Der Kern

Ehrenbürger Barlach

  • Marion Pietrzok
  • Lesedauer: 2 Min.

Güstrow war ihm »weit und eng zugleich, man wird nach innen verwiesen und hat doch Spielraum für Augen und Beine«, schrieb Ernst Barlach. Er mochte die Stadt und die sie umgebende Landschaft. Er konnte hier sein Hauptwerk schaffen. Wie lange war er gewandert, »den Menschen, den Menschen, den Menschen zu finden, das Fleisch echten Menschenkerns hinter der Schale der Gewänder und verlognen Gemüter« (Franz Fühmann). Aber dann, einige Jahre später: »... das Gefühl, in G. überflüssig und nicht hingehörig zu sein, nimmt überhand.« Barlach (1870–1938), »dei den Engel makt hett«, die im Güstrower Dom schwebende Bronzeplastik, erlebt sein »schlimmes Jahr«. Der Engel, der so gar nicht den Soldatentod verherrlichte, sondern ein Mahnmal gegen den Krieg war, wird 1937 fortgebracht, Barlachs Kunstwerke wie das Magdeburger Mal und der »Geistkämpfer« in Kiel gelten jetzt, da die Luft hier nicht mehr frisch ist und nur Kriegsfahnengeknatter erzeugt, als »entartet«.

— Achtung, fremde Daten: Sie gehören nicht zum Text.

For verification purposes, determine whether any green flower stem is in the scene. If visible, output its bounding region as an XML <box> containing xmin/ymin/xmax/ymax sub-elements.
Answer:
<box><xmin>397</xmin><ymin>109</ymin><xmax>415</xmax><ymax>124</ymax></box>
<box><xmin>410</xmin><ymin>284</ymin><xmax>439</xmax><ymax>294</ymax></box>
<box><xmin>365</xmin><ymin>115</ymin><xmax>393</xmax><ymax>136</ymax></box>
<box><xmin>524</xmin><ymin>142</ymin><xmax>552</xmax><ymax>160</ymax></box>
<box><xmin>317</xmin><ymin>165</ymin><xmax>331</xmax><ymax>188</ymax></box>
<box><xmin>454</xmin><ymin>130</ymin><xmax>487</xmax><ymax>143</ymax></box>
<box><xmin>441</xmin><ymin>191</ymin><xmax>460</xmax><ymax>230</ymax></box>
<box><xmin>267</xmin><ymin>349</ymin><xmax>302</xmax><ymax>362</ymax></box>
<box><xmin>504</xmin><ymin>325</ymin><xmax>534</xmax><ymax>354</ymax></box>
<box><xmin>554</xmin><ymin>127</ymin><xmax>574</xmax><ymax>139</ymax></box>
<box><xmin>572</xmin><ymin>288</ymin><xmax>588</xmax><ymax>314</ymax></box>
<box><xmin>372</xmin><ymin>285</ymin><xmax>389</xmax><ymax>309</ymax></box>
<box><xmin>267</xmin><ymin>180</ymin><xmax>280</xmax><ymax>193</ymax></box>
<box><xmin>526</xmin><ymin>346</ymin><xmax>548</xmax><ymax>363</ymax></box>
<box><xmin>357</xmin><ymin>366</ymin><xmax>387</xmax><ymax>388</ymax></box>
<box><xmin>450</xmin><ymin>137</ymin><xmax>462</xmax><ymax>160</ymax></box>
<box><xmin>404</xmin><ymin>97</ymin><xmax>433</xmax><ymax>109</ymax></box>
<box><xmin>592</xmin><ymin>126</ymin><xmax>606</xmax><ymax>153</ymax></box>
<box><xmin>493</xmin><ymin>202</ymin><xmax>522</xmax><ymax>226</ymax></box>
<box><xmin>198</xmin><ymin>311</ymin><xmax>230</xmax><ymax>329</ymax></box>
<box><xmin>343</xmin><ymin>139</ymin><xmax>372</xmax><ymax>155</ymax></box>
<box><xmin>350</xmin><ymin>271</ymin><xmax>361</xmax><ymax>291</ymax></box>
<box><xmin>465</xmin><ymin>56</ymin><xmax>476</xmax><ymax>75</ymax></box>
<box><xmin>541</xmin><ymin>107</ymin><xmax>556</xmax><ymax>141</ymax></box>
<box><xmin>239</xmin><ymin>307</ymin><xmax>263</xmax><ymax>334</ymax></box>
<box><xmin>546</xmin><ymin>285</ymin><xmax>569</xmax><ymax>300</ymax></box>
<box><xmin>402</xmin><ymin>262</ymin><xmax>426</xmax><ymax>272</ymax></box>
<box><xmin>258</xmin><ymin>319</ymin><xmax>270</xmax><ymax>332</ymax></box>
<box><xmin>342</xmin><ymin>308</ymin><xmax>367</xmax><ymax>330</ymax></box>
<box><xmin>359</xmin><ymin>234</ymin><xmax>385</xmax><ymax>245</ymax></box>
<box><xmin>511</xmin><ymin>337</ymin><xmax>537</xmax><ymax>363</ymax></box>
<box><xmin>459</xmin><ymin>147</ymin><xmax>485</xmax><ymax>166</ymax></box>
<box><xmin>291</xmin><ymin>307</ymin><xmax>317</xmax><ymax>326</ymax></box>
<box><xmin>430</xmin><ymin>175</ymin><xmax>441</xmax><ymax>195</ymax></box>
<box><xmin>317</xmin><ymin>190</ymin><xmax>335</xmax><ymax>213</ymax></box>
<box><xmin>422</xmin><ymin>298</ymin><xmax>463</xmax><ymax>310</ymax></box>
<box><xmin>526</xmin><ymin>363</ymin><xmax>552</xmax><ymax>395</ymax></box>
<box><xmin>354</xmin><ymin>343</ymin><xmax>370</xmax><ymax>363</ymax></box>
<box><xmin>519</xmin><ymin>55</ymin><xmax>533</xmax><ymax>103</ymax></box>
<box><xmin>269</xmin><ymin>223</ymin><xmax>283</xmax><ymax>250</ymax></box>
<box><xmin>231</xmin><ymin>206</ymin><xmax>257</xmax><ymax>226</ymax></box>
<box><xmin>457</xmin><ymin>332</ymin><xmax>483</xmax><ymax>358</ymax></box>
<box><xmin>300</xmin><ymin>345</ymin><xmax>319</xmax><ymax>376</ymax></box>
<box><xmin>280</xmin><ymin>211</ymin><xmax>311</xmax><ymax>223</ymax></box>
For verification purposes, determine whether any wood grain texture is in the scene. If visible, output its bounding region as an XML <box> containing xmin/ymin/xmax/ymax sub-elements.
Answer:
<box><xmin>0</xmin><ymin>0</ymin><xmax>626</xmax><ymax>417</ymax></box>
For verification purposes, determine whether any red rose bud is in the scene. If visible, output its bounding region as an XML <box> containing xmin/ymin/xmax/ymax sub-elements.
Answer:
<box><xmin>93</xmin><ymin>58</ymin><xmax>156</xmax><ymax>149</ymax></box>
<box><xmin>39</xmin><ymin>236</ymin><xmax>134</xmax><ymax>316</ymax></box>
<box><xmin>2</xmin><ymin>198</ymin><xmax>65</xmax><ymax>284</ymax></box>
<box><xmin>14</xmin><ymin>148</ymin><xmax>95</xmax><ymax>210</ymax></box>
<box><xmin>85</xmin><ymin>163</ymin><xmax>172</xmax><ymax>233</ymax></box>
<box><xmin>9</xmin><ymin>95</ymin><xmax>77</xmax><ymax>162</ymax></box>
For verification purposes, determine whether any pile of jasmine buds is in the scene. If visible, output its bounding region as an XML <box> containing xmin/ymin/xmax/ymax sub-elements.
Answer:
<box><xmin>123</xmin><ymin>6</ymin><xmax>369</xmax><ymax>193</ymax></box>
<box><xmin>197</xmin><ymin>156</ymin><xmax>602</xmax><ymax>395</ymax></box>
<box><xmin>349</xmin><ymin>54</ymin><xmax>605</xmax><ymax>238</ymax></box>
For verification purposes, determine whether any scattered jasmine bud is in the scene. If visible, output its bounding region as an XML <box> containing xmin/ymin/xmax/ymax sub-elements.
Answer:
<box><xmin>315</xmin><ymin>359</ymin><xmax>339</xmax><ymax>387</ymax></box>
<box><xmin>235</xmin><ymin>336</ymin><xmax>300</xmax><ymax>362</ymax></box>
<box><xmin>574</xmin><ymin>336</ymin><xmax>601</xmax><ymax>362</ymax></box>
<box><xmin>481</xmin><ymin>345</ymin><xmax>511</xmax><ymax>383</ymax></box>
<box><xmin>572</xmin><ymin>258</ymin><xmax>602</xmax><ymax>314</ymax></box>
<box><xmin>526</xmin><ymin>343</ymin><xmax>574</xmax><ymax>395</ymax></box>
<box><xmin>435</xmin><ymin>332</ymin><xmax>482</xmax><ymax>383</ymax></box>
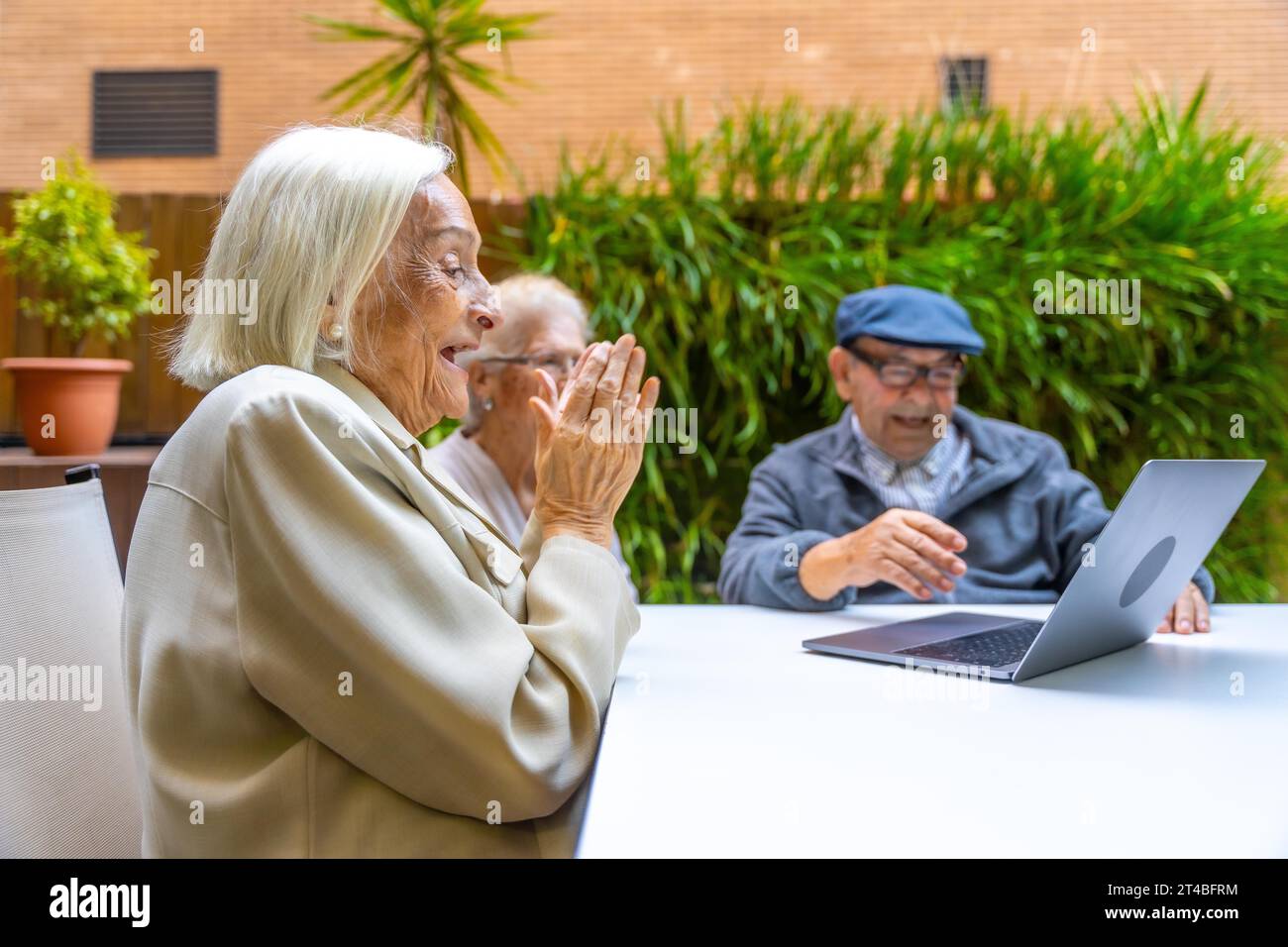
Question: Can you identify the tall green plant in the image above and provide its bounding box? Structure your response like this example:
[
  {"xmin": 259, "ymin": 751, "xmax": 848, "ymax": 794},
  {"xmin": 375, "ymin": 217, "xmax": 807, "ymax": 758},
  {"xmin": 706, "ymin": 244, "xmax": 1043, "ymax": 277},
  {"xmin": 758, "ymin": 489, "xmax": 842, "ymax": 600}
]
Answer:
[
  {"xmin": 0, "ymin": 154, "xmax": 156, "ymax": 356},
  {"xmin": 494, "ymin": 87, "xmax": 1288, "ymax": 601},
  {"xmin": 306, "ymin": 0, "xmax": 545, "ymax": 192}
]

In einer »der schönsten Städte im Herzen Mecklenburgs erleben Sie bei uns Kultur und Natur in einer besonders liebenswürdigen Verbindung«, wirbt heute die Tourismusagentur Güstrows. Ohne den Beinamen Barlachstadt kein offizielles Schreiben. Zum 100. Geburtstag des bedeutenden deutschen Expressionisten, des großartigen Bildhauers, Grafikers, Dichters, sind mehrere Sonderausstellungen zu sehen, eine Sonderbriefmarke wird verkauft. Der Nachlass, der zum größten Teil hier verbleiben konnte, wird ohnehin gehegt und gepflegt. – Die Stadtvertretung Güstrows hatte gestern zu entscheiden, ob Barlach posthum Ehrenbürger wird. Im Beratungsprogramm stand diese Frage, die im Sinne eines Bekenntnisses zu beantworten längst überfällig ist, zwischen Abwasserregelung und Bebauungsplanung an fast letzter Stelle.